I took this course soon after completing the Machine Learning course, before starting the Neural Network and Deep Learning. And found it extremely helpful, the simulator approach takenup in the course is absolutely spot-on and unique to this course (as compare to any knowledge source on internet).
Andrew NG has poured in his tacit knowledge and made it explicit in the best possible way !
автор: RUDRA P D•
This course gives insight to all the errors and their analysis, different approaches to deal with problems in machine learning and also working of different models such as Face recognition, Speech recognition and Automated driving models. Andrew sir explains all this concepts in a very learnable manner. I do recommend this course to those who are going to build their first ML model.
автор: Manh T D•
One of best courses I have taken on Coursera. There are not much available online resources to learn about how to structure and manage a Machine Learning projects.
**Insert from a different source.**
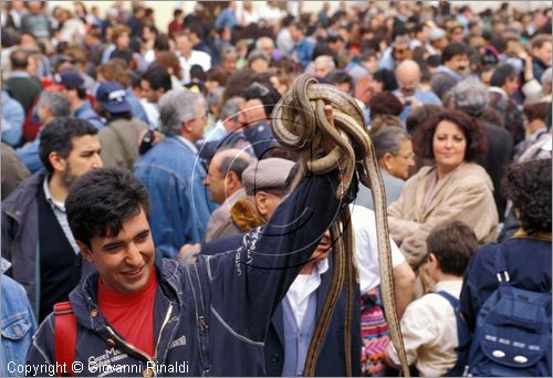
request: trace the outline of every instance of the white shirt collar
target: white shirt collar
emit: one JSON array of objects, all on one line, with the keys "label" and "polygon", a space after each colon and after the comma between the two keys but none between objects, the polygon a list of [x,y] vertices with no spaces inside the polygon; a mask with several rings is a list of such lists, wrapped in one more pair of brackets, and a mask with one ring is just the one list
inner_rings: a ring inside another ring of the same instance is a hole
[{"label": "white shirt collar", "polygon": [[58,210],[65,212],[65,203],[56,201],[54,197],[52,196],[52,192],[50,191],[50,187],[48,186],[48,181],[50,179],[50,175],[46,175],[44,177],[44,181],[42,182],[42,188],[44,189],[44,197],[46,198],[46,201],[51,203],[54,208]]},{"label": "white shirt collar", "polygon": [[180,135],[176,135],[176,137],[179,138],[185,145],[187,145],[195,154],[198,154],[198,148],[194,143],[191,143],[190,140]]}]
I would like to express my appreciation for all of the hard work and dedications professor Andrew Ng and his team spent on designing such a great course with understandable lectures as well as well-designed assignments.
автор: Armando G•
This course is the most hands-on deep learning class I have seen so far... and have taken a lot. Most courses focus on the technical details of feedforward, backpropagation, activation functions, etc. but this is the only one I have seen where guidance is provided on how to tackle real-life situations. So far, the BEST course I have takes on deep learning projects tips and tricks.